2

I'm having trouble obtaining the dispersion parameter of simulated data using statsmodels' GLM function.

import statsmodels.api as sm
import matplotlib.pyplot as plt 
import scipy.stats as stats 
import numpy as np

np.random.seed(1)

# Generate data
x=np.random.uniform(0, 100,50000)
x2 = sm.add_constant(x)
a = 0.5
b = 0.2
y_true = 1/(a+(b*x))
# Add error 
scale = 2 # the scale parameter I'm trying to obtain
shape = y_true/scale # given that, for Gamma, mu = scale*shape
y = np.random.gamma(shape=shape, scale=scale)

# Run model
model = sm.GLM(y, x2, family=sm.families.Gamma()).fit() 

model.summary()

Here's the summary from above: glm output

Note that the coefficient estimates are correct (0.5 and 0.2), but the scale (21.995) is way off the scale I set (2).
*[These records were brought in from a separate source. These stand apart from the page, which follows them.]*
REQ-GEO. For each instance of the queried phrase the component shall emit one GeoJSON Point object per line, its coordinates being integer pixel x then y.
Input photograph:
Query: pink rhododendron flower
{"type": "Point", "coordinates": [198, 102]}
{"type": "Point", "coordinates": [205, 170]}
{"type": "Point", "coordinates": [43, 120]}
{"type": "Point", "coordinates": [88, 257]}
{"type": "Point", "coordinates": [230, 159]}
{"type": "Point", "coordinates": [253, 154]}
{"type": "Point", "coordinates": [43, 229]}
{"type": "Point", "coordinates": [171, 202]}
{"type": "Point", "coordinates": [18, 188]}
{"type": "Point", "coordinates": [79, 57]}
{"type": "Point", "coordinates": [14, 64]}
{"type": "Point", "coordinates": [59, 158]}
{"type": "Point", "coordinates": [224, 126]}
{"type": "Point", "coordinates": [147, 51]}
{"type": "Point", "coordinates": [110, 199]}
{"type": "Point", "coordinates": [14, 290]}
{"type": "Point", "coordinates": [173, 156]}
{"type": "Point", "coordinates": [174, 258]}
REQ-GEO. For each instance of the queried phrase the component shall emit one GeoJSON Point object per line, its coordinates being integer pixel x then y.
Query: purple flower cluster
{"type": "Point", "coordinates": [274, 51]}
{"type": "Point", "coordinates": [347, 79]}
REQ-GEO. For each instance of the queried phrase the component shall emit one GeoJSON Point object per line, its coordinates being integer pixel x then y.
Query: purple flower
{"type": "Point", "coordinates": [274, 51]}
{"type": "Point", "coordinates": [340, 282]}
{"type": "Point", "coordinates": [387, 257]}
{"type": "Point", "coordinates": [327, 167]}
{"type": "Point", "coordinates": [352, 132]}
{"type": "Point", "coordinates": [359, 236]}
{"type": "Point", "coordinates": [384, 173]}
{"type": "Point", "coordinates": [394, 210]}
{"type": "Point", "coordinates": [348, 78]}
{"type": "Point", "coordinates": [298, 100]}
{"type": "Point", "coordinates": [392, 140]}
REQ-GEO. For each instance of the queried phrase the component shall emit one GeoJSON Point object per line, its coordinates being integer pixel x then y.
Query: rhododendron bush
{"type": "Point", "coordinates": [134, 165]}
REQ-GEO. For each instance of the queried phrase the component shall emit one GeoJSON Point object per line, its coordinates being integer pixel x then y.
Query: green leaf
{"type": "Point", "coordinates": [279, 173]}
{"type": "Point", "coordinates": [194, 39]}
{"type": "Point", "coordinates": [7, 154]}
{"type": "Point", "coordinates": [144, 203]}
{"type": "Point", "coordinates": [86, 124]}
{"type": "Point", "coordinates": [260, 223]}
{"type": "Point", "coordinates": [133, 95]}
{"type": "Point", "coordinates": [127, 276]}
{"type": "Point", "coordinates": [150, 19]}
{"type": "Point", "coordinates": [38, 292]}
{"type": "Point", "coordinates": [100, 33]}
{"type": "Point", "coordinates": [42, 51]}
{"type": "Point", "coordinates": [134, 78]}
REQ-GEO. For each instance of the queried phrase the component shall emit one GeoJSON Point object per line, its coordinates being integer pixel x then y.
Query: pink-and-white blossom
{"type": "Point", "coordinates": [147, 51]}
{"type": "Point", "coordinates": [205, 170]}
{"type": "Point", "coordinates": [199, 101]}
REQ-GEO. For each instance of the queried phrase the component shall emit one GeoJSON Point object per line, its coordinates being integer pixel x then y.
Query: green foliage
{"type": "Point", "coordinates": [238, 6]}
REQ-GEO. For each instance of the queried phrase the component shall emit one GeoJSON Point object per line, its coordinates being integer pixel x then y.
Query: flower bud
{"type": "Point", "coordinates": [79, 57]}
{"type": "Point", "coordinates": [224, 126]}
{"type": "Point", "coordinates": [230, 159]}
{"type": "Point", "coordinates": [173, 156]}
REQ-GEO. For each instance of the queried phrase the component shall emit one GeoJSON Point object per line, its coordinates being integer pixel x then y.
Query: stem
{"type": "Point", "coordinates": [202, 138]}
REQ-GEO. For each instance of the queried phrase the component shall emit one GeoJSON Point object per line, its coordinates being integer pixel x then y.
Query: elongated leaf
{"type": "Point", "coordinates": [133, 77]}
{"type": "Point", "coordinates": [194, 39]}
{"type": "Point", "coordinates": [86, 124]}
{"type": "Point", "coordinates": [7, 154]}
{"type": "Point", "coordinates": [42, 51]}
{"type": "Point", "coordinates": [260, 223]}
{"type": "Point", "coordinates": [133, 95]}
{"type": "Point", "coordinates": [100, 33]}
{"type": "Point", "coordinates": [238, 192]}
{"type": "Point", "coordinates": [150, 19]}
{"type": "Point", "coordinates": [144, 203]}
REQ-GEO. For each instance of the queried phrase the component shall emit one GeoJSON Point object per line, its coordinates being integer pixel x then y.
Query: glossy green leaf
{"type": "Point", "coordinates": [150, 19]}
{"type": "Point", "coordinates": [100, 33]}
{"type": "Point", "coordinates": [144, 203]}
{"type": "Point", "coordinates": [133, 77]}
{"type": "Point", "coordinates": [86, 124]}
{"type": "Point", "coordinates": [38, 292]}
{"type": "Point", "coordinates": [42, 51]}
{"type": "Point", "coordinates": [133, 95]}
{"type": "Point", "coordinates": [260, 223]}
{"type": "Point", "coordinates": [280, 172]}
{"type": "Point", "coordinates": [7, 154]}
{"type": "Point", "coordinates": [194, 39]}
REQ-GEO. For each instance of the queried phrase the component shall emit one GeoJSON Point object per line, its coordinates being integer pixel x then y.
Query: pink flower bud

Can someone point out what it is I'm misunderstanding/doing wrong? Thanks!

Anthony S.
  • 361
  • 1
  • 11
  • `scale` in GLM is just pearson_chi2 / df_resid in this case. I don't know how this relates to the usual Gamma parameterization. statmodels GLM does not estimate the scale by maximum likelihood. – Josef Feb 14 '20 at 01:21
  • 3
    As far as I can figure out the GLM parameterization corresponds to `y = np.random.gamma(shape=1 / scale, scale=y_true * scale)`. – Josef Feb 14 '20 at 02:43
  • 1
    Also, if you reduce the upper bound of x to 10, then the results look better because it avoids the small values for the mean. – Josef Feb 14 '20 at 02:44
  • https://github.com/statsmodels/statsmodels/issues/106#issuecomment-586072934 needs more verification – Josef Feb 14 '20 at 02:53
  • Ah! That does seem to resolve the issue. Is this a bug or a documentation issue within statsmodels then? I ask because this doesn't seem to be consistent with either mu = k*theta notation, or with mu=alpha/beta notation (where dispersion would then be the reciprocal of alpha, but here it seems to be the reciprocal of what would be beta). – Anthony S. Feb 18 '20 at 00:53
  • To be clear, I took your solution to suggest that shape might = beta, scale = alpha (= beta*mu), however – as you note – the dispersion given is 1/beta, rather than 1/alpha. – Anthony S. Feb 18 '20 at 00:55
  • 2
    I was only pattern matching the GLM and GAMMA loglike functions. Statsmodels does not really use this equivalence and only uses the GLM mean-dispersion parameterization, so documenting and supporting reparameterization is still incomplete. – Josef Feb 18 '20 at 03:20
  • 2
    (a quick search) section 2 in http://pj.freefaculty.org/guides/stat/Regression-GLM/Gamma/GammaGLM-01.pdf confirms this. In the one-parameter family GLM version, we take the Gamma shape parameter as fixed, and the Gamma scale parameter is related to the mean, i.e. expected value. That corresponds to the implementation in statsmodels. – Josef Feb 18 '20 at 03:24
  • So provided I have fitted a gamma glm using `statsmodels`, what are then the correct values of shape and scale that I can use for, e.g. `scipy.stats.gamma`? – Willem Oct 01 '20 at 11:32

1 Answers1

1

As Josef noted in the comments, statsmodels uses a different kind of parameterization.

Anthony S.
  • 361
  • 1
  • 11